Question

A compound \(P\) on treatment with \(C_2H_5MgBr\) in presence of ether followed by acidic hydrolysis produces a compound \(Q\). \(Q\) on treatment with \(Cl_2/red\;P\) in mild condition produces a compound \(R\). Compound \(Q\) on heating with soda lime produces a hydrocarbon \(S\). Compounds \(P\), \(Q\), \(R\) and \(S\) are respectively

• A. \(HCHO,\; C_2H_5COOH,\; CH_3CHClCOOH,\; CH_4\)
• B. \(HCHO,\; CH_3COOH,\; CH_3COCl,\; C_2H_6\)
• C. \(CO_2,\; C_2H_5COOH,\; CH_3CHClCOOH,\; C_2H_6\)
• D. \(CO_2,\; CH_3COOH,\; CH_3COCl,\; CH_4\)

Hint:

Important reactions: \[ RMgX + CO_2 \xrightarrow{H^+} RCOOH \] \[ RCH_2COOH \xrightarrow{Cl_2/red\,P} RCHClCOOH \] \[ RCOOH \xrightarrow{\text{soda lime}} RH \] Remember: Grignard reagent + \(CO_2\) increases the carbon chain by one carbon atom.

Answer 1

The Correct Option is C

Step 1: Read the clues backward.
$S$ is a hydrocarbon made from $Q$ by soda lime. Soda lime removes one carbon as carbonate, so $Q$ must be a carboxylic acid and $S$ has one carbon less.

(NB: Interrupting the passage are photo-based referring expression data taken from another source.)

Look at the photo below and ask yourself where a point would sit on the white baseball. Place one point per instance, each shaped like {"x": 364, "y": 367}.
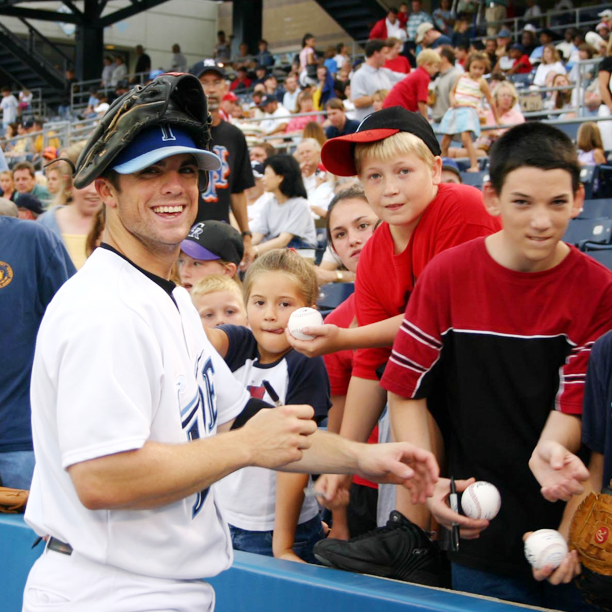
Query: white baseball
{"x": 545, "y": 547}
{"x": 303, "y": 317}
{"x": 481, "y": 500}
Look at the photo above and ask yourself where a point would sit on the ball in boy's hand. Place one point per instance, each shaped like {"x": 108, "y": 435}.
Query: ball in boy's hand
{"x": 545, "y": 547}
{"x": 481, "y": 500}
{"x": 303, "y": 317}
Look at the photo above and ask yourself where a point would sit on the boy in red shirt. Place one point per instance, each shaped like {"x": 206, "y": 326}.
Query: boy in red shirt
{"x": 412, "y": 92}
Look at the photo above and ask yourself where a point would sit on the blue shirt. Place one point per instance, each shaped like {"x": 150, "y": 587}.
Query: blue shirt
{"x": 597, "y": 408}
{"x": 33, "y": 265}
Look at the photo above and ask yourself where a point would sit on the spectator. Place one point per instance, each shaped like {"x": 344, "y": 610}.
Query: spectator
{"x": 143, "y": 62}
{"x": 305, "y": 105}
{"x": 324, "y": 90}
{"x": 417, "y": 17}
{"x": 107, "y": 72}
{"x": 73, "y": 222}
{"x": 120, "y": 71}
{"x": 285, "y": 218}
{"x": 551, "y": 62}
{"x": 307, "y": 58}
{"x": 179, "y": 61}
{"x": 371, "y": 77}
{"x": 264, "y": 57}
{"x": 276, "y": 116}
{"x": 413, "y": 91}
{"x": 222, "y": 52}
{"x": 24, "y": 177}
{"x": 443, "y": 18}
{"x": 9, "y": 107}
{"x": 7, "y": 186}
{"x": 292, "y": 91}
{"x": 388, "y": 27}
{"x": 29, "y": 207}
{"x": 395, "y": 61}
{"x": 443, "y": 85}
{"x": 590, "y": 145}
{"x": 34, "y": 266}
{"x": 340, "y": 125}
{"x": 429, "y": 37}
{"x": 242, "y": 82}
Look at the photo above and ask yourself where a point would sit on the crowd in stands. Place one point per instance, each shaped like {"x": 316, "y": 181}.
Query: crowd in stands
{"x": 294, "y": 189}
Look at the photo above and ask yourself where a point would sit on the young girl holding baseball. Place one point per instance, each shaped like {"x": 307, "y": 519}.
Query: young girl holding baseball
{"x": 462, "y": 118}
{"x": 267, "y": 511}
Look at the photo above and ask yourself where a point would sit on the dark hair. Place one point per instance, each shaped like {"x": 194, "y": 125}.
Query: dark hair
{"x": 374, "y": 45}
{"x": 286, "y": 166}
{"x": 354, "y": 192}
{"x": 535, "y": 145}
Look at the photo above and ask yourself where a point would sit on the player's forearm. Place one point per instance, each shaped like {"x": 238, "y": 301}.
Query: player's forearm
{"x": 158, "y": 474}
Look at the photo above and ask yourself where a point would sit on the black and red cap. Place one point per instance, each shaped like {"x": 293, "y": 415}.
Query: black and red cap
{"x": 338, "y": 154}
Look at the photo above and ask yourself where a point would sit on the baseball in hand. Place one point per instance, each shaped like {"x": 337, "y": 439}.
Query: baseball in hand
{"x": 481, "y": 500}
{"x": 303, "y": 317}
{"x": 545, "y": 547}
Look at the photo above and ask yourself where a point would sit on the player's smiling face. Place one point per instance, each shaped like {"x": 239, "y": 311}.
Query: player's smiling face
{"x": 153, "y": 208}
{"x": 535, "y": 207}
{"x": 272, "y": 299}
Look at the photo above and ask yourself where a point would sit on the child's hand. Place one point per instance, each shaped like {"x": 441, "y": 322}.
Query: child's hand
{"x": 564, "y": 574}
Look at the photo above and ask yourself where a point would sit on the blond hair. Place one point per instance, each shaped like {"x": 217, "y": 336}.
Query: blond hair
{"x": 215, "y": 283}
{"x": 290, "y": 263}
{"x": 428, "y": 56}
{"x": 389, "y": 149}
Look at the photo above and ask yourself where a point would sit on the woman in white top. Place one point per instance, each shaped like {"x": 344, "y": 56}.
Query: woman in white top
{"x": 285, "y": 219}
{"x": 551, "y": 62}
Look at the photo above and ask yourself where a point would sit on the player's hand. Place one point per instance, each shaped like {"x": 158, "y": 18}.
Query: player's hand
{"x": 559, "y": 472}
{"x": 564, "y": 574}
{"x": 327, "y": 340}
{"x": 333, "y": 490}
{"x": 439, "y": 507}
{"x": 277, "y": 436}
{"x": 400, "y": 463}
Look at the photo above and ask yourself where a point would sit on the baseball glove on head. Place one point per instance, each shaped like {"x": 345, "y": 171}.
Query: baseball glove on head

Step 2: Use the Grignard clue.
$P$ plus ethyl magnesium bromide, then acid, gives an acid $Q$. A Grignard reagent adds to carbon dioxide and after hydrolysis gives a carboxylic acid with one extra carbon. So $P$ is $CO_2$.

Step 3: Build Q.
Ethyl group ($C_2H_5$) joining $CO_2$ gives $C_2H_5COOH$, that is propanoic acid. So $Q = C_2H_5COOH$.

Step 4: Apply the HVZ reaction.
$Q$ with $Cl_2$ and red phosphorus undergoes alpha halogenation (Hell-Volhard-Zelinsky), putting $Cl$ on the carbon next to $COOH$. This gives $R = CH_3CHClCOOH$.

Step 5: Apply decarboxylation.
$Q$ with soda lime loses $CO_2$, leaving the hydrocarbon with one carbon less than the acid. $C_2H_5COOH$ has three carbons, so $S$ has two carbons, giving ethane, $C_2H_6$.

Step 6: Collect the answer.
So $P, Q, R, S$ are $CO_2$, $C_2H_5COOH$, $CH_3CHClCOOH$, $C_2H_6$.
\[ \boxed{CO_2,\ C_2H_5COOH,\ CH_3CHClCOOH,\ C_2H_6} \]